Share your dilemmas and get honest opinions from other Mumsnetters.

Thinking husband is wrong to "punish" daughter for refusing to do covid test

243 replies

Niffler2019 · 01/07/2021 16:44

Hi my daughter is 8 and yesterday afternoon we had the dreaded text from her brownies leader to inform us one of the girls who had been at brownies on Tuesday evening had tested positive for covid. I got the text at 3pm Wednesday so dd had already been to school and I didn't know in that situation what we're supposed to do regarding isolating/testing.

We've spoken to NHS 119, school and girl guiding but none of them will advise on whether she should be isolating or not. So my husband decided to get a lateral flow test to try at home and if it was negative we would continue to send her into school.
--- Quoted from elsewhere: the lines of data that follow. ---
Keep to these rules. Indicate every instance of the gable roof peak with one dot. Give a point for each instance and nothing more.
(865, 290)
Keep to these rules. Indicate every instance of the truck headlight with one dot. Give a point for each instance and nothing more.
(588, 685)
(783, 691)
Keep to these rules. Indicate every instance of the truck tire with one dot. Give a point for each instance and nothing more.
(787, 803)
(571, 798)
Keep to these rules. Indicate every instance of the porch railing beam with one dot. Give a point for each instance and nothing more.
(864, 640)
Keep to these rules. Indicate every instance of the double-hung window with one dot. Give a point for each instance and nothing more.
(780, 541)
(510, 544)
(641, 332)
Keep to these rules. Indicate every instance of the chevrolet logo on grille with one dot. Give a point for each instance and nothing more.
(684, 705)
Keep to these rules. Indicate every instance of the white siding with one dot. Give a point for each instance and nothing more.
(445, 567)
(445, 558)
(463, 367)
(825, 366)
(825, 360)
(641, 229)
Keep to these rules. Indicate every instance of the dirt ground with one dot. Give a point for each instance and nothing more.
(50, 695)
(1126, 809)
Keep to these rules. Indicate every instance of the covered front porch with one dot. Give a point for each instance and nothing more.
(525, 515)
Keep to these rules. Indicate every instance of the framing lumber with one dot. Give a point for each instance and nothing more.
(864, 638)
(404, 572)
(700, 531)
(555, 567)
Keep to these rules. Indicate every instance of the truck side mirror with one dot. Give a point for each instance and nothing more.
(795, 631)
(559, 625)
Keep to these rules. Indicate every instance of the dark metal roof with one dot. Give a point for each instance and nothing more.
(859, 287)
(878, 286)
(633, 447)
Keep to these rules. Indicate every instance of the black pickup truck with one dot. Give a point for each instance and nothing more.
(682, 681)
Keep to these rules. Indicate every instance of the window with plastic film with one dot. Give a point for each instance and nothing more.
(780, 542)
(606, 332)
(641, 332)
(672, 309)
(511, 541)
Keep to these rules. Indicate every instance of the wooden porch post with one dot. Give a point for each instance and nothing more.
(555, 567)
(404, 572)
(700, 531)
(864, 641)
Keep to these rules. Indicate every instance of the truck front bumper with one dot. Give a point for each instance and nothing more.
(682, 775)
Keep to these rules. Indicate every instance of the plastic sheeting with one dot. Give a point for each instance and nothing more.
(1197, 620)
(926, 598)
However no matter what we try dd goes into meltdown as soon as she sees the swab or we try to test her. We have tried calmly explaining, bribery with the promise of ice cream and a magazine, letting her try to do it herself, doing it to ourselves in front of her so she can see it doesn't hurt. Nothing works - she says she'll let us do it but then clamps her hands over her mouth and nose and screams the place down. We had to give in and say the test is there if she decides she wants to try again, otherwise she'll probably have to isolate and miss out on fun things we had planned for the next week but that's her choice.

We've both got to end of our patience as she won't do the test but equally keeps crying about not being able to meet up with friends etc. but I think my husband has gone way OTT. He's basically banished her to her bedroom and said she isn't allowed to do anything except homework or reading for the next 10 days. I'm with him that she shouldn't be having "fun" because I don't want her thinking she can refuse to do the swab and get a week off school to do as she pleases if that makes sense. But she didn't ask for this, I don't think she's done anything naughty yet her dad is acting like she's deliberately defied him.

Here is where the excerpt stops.